5 new YAML-aware regression cases in test/markdown-validation.test.ts:

  • flow sequence with quoted tags does NOT trigger (6,981-error regression guard)
  • single-quoted scalar with literal inner double quotes does NOT trigger
  • escaped-as-'' quotes inside flow seq do NOT trigger
  • genuinely broken nested quotes STILL trigger
  • unclosed bracket STILL surfaces NESTED_QUOTES or YAML_PARSE (never silent)

All paths in the new fallback covered:

  • count < 3 fast path (existing tests)
  • count >= 3 && yaml.safeLoad succeeds (3 new tests)
  • count >= 3 && yaml.safeLoad throws (2 new tests)

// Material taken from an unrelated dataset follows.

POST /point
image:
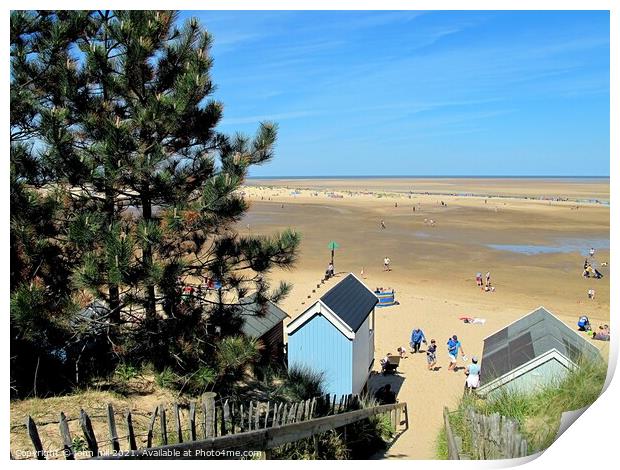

Targeted: 24 pass / 0 fail on test/markdown-validation.test.ts
Downstream: 156 pass / 0 fail on markdown.test.ts, markdown-validation.test.ts, frontmatter-inference.test.ts, import-file.test.ts, sync-failures.test.ts
Full fast loop: 8040 pass / 0 fail / 0 skip in 394s
Typecheck: clean

Pre-Landing Review

Codex outside-voice review (during planning, see plan file) identified 11 findings; the load-bearing finding (F2) pivoted the approach from "fix emitter" to "fix validator" — that's what this PR ships. All 11 findings either addressed in the design or made moot by the new direction:

  • F1 (js-yaml v3 API mismatch) — avoided; we don't pass v4-only options
  • F2 (validator is dumb) — fixed: that's the whole PR
  • F3 (title regression risk) — avoided; emitter untouched
  • F4 (parseMarkdown signature wrong) — tests use correct (content, undefined, {validate:true})
  • F5 (downstream test misread) — irrelevant; emitter untouched
  • F6 (tests too weak) — new tests use adversarial inputs with 4+ unescaped "
  • F7-F10 (minor) — noted, no impact

No further findings on the diff itself. Validator change is additive (early-continue on the count<3 fast path stays); js-yaml dep is in lockfile already (just promoted to direct).

Plan Completion

All 6 tasks from the plan completed:

  • T1 — Close PR fix(frontmatter): use single quotes for tags to prevent NESTED_QUOTES errors #1217 with replacement pointer (state=CLOSED)
  • T2 — js-yaml + @types/js-yaml direct deps added
  • T3 — Validator at src/core/markdown.ts:219-238 made YAML-aware
  • T4 — 5 adversarial test cases added
  • T5 — Full fast loop green
  • T6 — VERSION bump + CHANGELOG + this PR
  • T7 — Filed as P3 follow-up in TODOS.md: unify emitter quoting with brain-writer.ts:184's single-quote-with-''-escape style (cosmetic only post-fix)

TODOS

Added section "v0.37.5.0 NESTED_QUOTES validator follow-up" with one P3 item (T7 from the plan — cosmetic emitter consistency, not a bug).

Documentation

CLAUDE.md "Key files" section already documents the NESTED_QUOTES validator location and frontmatter_integrity check — no drift introduced by this change. The validator's comment block was rewritten to explain the new logic.

Test plan

  • bun run typecheck clean
  • bun test test/markdown-validation.test.ts — 24/24 pass
  • Full fast loop — 8040/0
  • Post-merge: confirm gbrain doctor --json | jq '.checks[] | select(.name=="frontmatter_integrity") | .breakdown.NESTED_QUOTES' drops toward zero on a previously-affected brain

🤖 Generated with Claude Code

garrytan and others added 3 commits May 20, 2026 07:43
The validator at src/core/markdown.ts:219-238 was a syntactic
count-of-quotes heuristic that flagged any frontmatter line with 3+
unescaped " characters. That heuristic is too dumb: valid YAML flow
sequences like `tags: ["yc", "w2025"]` and single-quoted scalars like
`title: 'a: "b" "c"'` both have 3+ unescaped " by design.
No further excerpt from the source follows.